Film: Albert Pinto Ko Gussa Kyon Aata Hai?

Cast: Manav Kaul, Nandita Das, Saurabh Shukla, Kishore Kadam

Director: Soumitra Ranade

Rating: * *

Soumitra Ranade’s contemporary take, inspired by Saeed Akhtar Mirza’s original 1980 cult classic may carry the same title but alas it doesn’t have the depth or the dimension to hit all the right notes and make it meaningful. Other than the fact that the titular character is yet another angry young man, as in Saeed Akhtar Mirza’s original cult classic, there is not much other similarity to the Shabana Azmi, Naseeruddin Shah, Smita Patil starrer.

In the 80’s it was quite acceptable that Albert Pinto, a middle class idealist could be disillusioned with the world and not be able to come to terms with that disillusionment. Time was on his side. Today though, that sort of premise doesn’t hold good. Even though the young people of today may be discontent they don’t have the luxury to break away from the crippling monotony of surviving.

The original film was potent and still is on repeated viewing. This one though is rather equable and seems contrived. The politics of it gets a status update, with modern oppressors egging Pinto on to an explosion. But it’s neither heartfelt nor organic. After he breaks away from his fiancé Stella (Nandita Das) he goes off into a hallucinatory spiel of memories while on a road trip to Goa with a hoodlum (Saurabh Shukla). Kaul’s performance lacks the focus and energy needed to give Pinto the edge required to turn him into a human volcano. As a result there are no eruptions – just tepid musings meant to generate insight as to his true character. This is largely a mediocre reboot that never really understands its characters nor gains insight into what plagues them.

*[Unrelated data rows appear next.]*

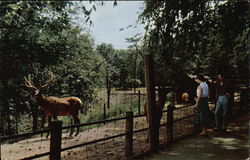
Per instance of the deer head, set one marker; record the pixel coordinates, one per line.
(38, 91)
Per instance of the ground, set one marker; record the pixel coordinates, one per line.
(233, 145)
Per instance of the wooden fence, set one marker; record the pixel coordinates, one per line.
(178, 123)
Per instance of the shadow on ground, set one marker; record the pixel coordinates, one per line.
(233, 145)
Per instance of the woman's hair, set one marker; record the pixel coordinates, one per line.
(200, 77)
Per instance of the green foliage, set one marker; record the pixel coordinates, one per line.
(38, 37)
(196, 36)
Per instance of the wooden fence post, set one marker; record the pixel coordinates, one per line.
(139, 102)
(129, 134)
(150, 85)
(55, 140)
(170, 123)
(104, 111)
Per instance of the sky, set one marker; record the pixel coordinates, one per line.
(108, 20)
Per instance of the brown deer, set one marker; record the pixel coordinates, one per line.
(54, 106)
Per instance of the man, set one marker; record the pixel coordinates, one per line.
(221, 111)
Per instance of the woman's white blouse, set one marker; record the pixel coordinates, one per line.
(204, 87)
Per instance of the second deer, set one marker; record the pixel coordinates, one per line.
(54, 106)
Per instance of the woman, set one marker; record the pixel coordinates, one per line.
(202, 104)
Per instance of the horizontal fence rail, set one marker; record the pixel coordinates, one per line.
(179, 125)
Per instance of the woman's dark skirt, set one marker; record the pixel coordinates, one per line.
(202, 113)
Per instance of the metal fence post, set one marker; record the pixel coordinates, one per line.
(129, 134)
(170, 123)
(55, 140)
(104, 111)
(151, 114)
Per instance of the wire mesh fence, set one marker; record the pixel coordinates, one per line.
(106, 138)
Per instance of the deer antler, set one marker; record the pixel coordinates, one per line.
(28, 82)
(49, 80)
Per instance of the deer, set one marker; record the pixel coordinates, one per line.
(55, 106)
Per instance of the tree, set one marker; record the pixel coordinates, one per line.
(107, 51)
(37, 37)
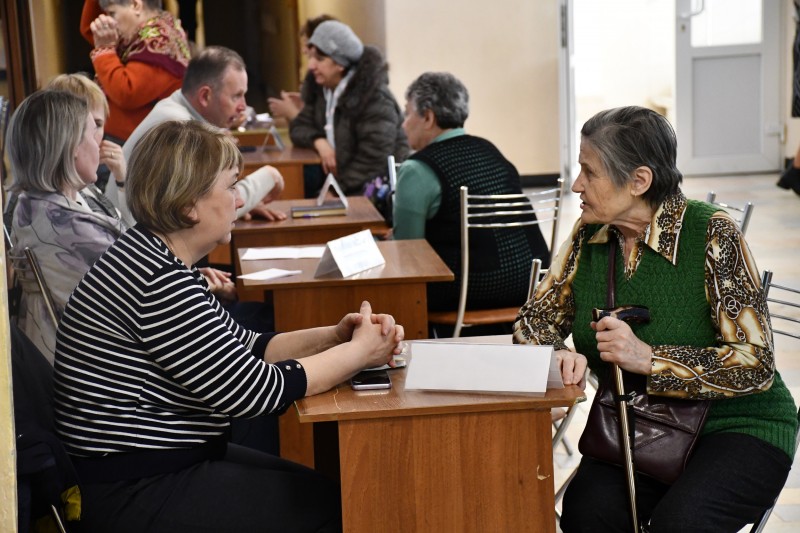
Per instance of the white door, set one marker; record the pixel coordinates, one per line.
(727, 105)
(566, 101)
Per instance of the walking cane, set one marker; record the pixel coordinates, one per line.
(622, 400)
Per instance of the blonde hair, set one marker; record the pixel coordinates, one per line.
(172, 167)
(43, 137)
(82, 86)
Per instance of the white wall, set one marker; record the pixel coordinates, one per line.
(505, 52)
(787, 77)
(624, 55)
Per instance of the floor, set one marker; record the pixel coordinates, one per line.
(774, 238)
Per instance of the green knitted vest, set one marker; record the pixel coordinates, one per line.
(680, 315)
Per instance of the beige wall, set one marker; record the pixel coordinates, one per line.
(8, 463)
(505, 52)
(508, 63)
(48, 32)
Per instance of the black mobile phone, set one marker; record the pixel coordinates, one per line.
(371, 380)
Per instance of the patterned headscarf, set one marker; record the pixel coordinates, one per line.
(159, 41)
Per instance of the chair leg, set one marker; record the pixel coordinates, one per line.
(561, 490)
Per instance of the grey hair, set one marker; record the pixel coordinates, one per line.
(44, 134)
(150, 4)
(444, 95)
(627, 138)
(209, 67)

The narrative is punctuated with flashbacks, diffusing the coherence to a point of indifference. His girlfriend Stella (Nandita Das) files a police report and Inspector Pramod Naik (Kishor Kadam) investigates trying to piece together the story behind Albert’s inexplicable disappearance. The representation of Pinto’s psychological state is also done in piece-meal fashion (he sees Stella in every woman he encounters along the path to self-destruction). The building fury of a man on the brink of insanity doesn’t come through with any potency here. Neither the scripting nor the performances build up to that affect. This drama feels entirely fabricated and terribly flaccid!